The free two-day event brought authentic clothing, live music, jeeps and even a World War Two tank to the historic St Chad’s Church and Church Inn and Cross Keys pubs above Uppermill.
People travelled from as far as the North East to hear ‘Miss Marina Mae’ sing memorable tunes from the decade while Swing DJ ‘Katz Korner’ was on hand to please the dancers.
The Church Inn offered real ale and food including a special 1940’s brew for the occasion and post-war activities were enjoyed at the Cross Keys.
And the sounds of a Spitfire aircraft and a wartime siren reverberated off Saddleworth’s hills to recreate a true wartime atmosphere.
Leanne Thornton, from Greenfield, one was of numerous re-enactors out to enjoy the sociable event, which was organised in association with the Manchester Military Vehicle Group.
She said: “We’re a group of friends who go all over the country. We enjoy socialising and meeting people – that’s what it’s about really.
“This is one of the smaller ones, but it’s a good location. We are now looking forward to the Yanks weekend next.”
Swing DJ ‘Katz Korner’, named after a New York ballroom, played music from the 1920s to 1950s and offers dance lessons, such as the renowned Jitterbug.
Terry Katz, who runs the Swing dances and events with his wife, Pam, said: “The location is fabulous, and it’s always a really nice crowd.
“We sometimes go abroad, to Italy, France and the US, but we enjoy coming back here.
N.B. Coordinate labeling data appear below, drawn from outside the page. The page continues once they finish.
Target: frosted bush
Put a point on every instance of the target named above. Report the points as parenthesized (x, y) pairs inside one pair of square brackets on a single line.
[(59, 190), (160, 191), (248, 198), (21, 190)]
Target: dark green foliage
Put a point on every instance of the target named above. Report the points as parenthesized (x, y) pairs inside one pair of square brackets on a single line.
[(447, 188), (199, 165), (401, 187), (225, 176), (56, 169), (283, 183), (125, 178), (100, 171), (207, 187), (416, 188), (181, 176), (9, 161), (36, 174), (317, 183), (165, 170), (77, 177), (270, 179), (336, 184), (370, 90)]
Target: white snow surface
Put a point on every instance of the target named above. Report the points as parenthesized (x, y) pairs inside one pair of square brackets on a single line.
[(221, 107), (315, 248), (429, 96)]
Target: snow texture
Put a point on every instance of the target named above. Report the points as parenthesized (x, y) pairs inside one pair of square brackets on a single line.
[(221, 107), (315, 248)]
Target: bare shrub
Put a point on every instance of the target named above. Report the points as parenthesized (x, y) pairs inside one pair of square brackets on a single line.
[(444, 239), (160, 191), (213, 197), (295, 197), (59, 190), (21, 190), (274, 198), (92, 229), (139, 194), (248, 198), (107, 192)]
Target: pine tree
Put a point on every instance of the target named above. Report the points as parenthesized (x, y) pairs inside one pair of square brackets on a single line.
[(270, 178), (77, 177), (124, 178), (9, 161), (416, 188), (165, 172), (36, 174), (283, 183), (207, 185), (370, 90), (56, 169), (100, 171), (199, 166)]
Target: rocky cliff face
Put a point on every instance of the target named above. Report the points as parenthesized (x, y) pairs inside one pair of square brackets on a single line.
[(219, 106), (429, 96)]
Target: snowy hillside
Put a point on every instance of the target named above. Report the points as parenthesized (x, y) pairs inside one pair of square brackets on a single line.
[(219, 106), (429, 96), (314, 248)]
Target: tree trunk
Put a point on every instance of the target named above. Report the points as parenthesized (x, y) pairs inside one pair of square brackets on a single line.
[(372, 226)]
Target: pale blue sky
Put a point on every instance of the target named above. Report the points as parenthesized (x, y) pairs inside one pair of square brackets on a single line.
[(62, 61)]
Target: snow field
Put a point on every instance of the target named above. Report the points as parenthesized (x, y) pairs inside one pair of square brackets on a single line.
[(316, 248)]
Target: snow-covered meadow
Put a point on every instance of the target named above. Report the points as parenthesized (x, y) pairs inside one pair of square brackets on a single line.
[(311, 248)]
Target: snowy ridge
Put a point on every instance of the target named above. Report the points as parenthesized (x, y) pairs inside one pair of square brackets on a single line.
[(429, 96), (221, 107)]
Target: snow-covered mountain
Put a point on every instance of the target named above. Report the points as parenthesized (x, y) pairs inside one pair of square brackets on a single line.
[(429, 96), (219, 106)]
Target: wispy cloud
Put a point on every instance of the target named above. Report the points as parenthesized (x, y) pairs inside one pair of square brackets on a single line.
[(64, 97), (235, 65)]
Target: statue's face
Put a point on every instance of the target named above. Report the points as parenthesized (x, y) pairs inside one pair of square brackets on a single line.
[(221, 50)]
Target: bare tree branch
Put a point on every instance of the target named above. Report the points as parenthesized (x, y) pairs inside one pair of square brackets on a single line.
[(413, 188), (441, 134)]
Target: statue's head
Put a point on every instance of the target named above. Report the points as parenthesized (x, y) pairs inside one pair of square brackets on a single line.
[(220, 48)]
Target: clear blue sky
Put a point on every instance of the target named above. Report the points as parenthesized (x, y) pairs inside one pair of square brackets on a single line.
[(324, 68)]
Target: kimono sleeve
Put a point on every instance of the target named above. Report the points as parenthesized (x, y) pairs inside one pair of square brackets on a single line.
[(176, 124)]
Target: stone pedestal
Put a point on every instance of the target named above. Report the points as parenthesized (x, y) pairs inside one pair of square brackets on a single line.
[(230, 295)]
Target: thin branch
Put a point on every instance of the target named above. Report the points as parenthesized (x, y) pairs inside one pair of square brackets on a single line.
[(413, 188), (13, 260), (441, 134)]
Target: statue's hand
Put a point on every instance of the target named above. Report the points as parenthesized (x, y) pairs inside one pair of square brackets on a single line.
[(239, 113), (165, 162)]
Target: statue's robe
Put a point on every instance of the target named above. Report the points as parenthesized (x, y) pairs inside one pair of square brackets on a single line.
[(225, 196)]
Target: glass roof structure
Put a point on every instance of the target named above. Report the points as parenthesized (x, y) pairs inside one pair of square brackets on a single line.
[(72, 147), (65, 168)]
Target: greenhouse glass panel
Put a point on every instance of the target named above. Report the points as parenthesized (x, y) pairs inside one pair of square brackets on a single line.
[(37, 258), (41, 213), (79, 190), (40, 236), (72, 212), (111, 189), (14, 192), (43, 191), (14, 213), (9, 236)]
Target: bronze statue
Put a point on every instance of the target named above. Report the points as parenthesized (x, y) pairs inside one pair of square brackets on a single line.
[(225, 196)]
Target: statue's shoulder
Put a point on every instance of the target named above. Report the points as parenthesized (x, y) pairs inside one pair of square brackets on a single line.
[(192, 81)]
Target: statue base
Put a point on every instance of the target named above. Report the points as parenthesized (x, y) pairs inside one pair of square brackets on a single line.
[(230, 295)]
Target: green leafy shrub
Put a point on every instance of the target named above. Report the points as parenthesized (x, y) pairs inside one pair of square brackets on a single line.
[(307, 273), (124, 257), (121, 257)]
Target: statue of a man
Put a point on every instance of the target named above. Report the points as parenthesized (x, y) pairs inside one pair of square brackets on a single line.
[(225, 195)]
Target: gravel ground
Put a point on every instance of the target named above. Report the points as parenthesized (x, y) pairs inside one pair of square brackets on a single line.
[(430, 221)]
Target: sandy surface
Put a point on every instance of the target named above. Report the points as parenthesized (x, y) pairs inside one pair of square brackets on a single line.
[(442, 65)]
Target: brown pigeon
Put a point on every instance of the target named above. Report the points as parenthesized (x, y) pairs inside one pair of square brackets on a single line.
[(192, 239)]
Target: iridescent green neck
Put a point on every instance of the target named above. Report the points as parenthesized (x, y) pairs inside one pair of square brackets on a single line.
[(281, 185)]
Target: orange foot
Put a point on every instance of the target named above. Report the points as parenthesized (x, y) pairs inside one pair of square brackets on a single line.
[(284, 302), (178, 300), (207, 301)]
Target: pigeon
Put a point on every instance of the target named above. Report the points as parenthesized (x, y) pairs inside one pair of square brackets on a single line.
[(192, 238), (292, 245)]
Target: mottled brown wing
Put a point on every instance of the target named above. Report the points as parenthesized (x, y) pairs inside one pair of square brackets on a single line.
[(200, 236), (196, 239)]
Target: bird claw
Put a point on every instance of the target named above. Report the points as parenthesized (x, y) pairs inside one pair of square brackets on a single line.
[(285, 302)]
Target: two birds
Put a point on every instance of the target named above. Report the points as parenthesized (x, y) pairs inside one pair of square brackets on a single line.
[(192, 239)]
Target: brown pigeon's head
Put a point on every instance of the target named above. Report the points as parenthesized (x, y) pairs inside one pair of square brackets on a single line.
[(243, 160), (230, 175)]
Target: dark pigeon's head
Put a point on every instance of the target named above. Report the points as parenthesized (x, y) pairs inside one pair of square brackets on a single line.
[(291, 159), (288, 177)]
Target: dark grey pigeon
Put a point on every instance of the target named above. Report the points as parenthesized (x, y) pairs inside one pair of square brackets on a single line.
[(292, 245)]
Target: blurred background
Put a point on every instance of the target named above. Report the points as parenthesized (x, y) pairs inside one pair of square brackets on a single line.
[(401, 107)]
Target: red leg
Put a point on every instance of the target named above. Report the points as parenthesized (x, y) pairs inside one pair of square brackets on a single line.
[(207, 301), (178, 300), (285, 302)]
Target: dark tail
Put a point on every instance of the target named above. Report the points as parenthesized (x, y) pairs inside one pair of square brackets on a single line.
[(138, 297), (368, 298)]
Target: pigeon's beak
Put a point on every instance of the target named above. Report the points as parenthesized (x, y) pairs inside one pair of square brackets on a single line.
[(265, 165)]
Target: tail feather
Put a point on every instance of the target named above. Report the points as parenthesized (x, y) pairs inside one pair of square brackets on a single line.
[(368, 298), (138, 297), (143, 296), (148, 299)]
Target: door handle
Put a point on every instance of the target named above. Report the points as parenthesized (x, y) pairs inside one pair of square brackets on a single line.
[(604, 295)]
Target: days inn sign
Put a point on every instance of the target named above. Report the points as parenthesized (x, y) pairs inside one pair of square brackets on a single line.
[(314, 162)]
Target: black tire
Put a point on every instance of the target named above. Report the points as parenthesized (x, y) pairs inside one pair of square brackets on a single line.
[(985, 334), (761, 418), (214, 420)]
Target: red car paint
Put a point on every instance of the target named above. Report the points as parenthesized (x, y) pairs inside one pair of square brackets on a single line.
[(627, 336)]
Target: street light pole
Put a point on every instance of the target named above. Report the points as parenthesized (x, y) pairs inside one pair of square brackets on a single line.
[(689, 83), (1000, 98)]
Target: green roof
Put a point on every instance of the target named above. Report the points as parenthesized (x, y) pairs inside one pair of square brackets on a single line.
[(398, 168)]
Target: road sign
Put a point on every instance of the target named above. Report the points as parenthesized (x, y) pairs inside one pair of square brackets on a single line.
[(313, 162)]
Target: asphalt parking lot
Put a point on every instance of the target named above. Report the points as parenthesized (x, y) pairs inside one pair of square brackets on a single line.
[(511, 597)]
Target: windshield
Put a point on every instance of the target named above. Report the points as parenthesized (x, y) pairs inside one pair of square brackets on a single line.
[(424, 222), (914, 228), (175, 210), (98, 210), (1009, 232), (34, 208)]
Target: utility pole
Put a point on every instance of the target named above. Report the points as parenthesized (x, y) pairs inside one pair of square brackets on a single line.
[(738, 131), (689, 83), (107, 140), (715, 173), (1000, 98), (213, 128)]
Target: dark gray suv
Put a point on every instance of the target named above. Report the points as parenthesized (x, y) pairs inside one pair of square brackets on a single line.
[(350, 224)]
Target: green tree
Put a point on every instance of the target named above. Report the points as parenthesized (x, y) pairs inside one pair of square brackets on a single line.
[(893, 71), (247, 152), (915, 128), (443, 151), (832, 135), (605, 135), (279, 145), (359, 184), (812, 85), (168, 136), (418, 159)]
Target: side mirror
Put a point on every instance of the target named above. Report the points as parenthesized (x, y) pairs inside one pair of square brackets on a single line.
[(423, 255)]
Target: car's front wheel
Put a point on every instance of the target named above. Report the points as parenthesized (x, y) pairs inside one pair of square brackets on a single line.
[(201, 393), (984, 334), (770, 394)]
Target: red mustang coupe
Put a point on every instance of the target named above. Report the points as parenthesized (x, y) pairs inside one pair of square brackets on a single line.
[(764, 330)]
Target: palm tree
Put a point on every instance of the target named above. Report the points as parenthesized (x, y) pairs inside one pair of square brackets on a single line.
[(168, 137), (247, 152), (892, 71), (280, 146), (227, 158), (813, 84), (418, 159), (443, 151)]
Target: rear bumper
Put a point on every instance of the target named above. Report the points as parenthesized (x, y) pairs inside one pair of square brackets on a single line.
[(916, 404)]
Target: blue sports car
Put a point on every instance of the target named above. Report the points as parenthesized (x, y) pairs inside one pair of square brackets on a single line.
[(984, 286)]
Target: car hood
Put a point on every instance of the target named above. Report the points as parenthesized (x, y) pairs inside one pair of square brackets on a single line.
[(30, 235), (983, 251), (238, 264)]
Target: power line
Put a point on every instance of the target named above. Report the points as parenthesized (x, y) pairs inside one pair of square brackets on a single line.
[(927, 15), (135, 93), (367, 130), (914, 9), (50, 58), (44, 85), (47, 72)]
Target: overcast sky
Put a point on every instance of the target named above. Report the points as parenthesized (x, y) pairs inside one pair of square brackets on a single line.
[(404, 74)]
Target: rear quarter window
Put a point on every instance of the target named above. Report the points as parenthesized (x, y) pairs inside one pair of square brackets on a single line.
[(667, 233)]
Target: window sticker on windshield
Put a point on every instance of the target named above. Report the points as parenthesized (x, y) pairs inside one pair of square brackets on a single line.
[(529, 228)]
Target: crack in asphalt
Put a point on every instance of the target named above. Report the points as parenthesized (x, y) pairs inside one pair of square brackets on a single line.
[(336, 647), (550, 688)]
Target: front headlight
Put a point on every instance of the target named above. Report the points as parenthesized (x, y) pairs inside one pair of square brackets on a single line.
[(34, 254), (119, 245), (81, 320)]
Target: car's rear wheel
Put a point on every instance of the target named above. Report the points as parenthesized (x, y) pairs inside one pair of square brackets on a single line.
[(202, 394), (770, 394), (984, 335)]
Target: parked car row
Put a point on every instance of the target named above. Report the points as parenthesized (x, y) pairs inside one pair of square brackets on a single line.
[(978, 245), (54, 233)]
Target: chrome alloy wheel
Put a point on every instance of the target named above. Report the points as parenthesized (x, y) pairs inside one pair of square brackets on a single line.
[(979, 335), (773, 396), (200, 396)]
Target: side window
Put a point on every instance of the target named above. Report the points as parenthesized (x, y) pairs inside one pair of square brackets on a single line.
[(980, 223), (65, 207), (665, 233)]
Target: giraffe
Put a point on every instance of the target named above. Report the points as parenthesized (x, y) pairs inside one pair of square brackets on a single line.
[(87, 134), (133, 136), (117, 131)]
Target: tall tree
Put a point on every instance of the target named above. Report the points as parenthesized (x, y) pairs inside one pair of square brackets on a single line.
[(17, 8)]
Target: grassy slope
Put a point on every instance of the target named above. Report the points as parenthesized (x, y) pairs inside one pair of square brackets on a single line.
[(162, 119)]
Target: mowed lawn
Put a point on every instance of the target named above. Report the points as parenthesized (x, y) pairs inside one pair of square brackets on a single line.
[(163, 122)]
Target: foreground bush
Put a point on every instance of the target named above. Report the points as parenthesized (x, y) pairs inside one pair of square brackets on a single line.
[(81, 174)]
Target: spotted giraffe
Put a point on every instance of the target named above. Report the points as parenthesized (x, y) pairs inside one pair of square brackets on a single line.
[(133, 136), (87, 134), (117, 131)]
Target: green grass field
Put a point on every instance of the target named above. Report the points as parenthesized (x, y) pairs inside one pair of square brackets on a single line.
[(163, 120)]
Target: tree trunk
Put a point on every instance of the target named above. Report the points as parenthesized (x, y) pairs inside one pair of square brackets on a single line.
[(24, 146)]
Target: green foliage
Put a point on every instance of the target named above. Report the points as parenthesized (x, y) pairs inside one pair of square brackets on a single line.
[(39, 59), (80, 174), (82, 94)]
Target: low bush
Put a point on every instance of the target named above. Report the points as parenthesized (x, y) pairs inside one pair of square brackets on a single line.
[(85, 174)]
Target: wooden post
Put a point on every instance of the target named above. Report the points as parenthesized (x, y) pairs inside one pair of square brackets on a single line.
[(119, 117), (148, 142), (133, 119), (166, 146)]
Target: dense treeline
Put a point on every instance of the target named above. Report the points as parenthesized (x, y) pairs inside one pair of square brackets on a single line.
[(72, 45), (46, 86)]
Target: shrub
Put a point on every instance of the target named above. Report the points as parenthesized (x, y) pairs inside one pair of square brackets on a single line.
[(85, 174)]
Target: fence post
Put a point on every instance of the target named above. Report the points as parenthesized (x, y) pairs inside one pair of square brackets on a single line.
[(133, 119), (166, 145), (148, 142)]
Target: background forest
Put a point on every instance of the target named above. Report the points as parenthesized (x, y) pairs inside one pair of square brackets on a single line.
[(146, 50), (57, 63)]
I love the music and clothes from the era – everything about it really.”
Meanwhile silver-haired John Whyman mesmerised a gaggle of curious visitors beside a mighty Cromwell tank with his tales of life as a corporal in the Second World War in Normandy.
Wearing a smart blazer embossed with the badge of The Tank Regiment, the 92-year-old painted graphic pictures of life in the raw after landing at Juno beach.
The former headmaster at Littlemoor Primary School recalled: “There was a sign which read ‘dust means death’ as a warning things had to move at a slow pace so the enemy couldn’t see our trails.
“We all lived just one day at a time. There was no glamour in tank battles.”
The Cromwell, one of the last two surviving models in Europe, is owned by former military tank engineer Rick Wedlock, 46, from Hyde.
He said: “The tank is my pride and joy and I’ve spent years restoring it. However, in truth, I’m selling it to fund restoration work on another couple of tanks I’ve bought.
“But John’s memory, detail of the historical aspects of Normandy and his knowledge really brought the tank to life and set its place in history.”
Look forward to more wartime fun when the Yanks are back in Saddleworth returns on August 8/9 with a host of fun and activities based at Saddleworth School.